At Sikhadit voting centre, at the railway police offices, 1,497 out of 3,120 registered voters had cast their ballots shortly before the polls closed. Other centres had similar turnouts. Exiting the polling stations, voters were happy to reveal their choice.

Chief Garang Aken Achek, 51, whose position as a local leader earned first place in his queue, said his family had danced all night, and would slaughter a goat to celebrate. “We have to separate,” he said, lifting his trouser leg to reveal a bullet scar. “I was shot by the Arabs in the war. They killed my mother, my father and three of my children.”

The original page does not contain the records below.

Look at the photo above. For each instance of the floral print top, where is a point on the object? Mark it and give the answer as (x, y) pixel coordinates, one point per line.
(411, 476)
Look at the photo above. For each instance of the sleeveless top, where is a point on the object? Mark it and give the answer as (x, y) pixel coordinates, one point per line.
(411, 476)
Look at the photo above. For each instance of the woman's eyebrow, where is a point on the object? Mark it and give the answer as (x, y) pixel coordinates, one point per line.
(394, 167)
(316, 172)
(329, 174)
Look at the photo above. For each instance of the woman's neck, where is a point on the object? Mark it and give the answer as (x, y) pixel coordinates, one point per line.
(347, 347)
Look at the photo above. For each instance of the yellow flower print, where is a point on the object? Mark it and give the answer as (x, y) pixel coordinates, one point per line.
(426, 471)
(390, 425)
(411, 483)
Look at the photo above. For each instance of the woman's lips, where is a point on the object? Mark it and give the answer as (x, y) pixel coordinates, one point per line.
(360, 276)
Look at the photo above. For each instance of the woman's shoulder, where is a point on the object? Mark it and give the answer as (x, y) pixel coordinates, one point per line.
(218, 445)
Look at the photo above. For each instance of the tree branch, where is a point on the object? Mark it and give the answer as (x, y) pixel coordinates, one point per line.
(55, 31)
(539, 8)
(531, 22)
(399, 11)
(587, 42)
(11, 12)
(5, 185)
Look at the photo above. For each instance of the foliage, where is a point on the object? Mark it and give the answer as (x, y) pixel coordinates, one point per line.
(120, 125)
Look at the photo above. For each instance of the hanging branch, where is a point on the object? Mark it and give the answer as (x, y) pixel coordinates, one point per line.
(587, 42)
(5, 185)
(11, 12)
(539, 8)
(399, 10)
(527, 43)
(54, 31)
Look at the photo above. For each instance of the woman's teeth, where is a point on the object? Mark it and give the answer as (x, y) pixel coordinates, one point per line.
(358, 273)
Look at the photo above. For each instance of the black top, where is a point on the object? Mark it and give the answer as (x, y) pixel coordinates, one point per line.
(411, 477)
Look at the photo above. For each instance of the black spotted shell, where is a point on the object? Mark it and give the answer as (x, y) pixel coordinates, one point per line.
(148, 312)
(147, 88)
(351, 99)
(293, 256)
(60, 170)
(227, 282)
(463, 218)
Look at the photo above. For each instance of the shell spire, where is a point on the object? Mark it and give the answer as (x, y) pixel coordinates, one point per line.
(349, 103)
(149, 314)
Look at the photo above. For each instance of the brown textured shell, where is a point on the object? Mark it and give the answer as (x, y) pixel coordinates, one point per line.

Official results are due before 15 February.

The long walk
A mother hopes for freedom

At 10pm on Saturday night, Bakhita Adheiu wrapped her baby tightly in a blanket and set out from her hut along the dusty road to the town centre. For the next four hours she walked through the chilly night until she reached a primary school located in a former military base in Aweil.

There was already one other woman at the referendum centre, and over the next few hours the line grew steadily. Like Adheiu, who is 22, several other female voters carried young babies with them.

Shortly after 8am, she walked into the classroom which was being used as a polling station, found her name in the register, and had her voter’s card punched. Handing her child to one of the referendum staff, she then put an inky thumbprint next to the picture of an open hand on the ballot paper – the symbol of separation – folded it, and dropped it in a clear ballot box.

“I have three children and I don’t want them to see war again,” she said. “I want them to have freedom. This is why I came here.”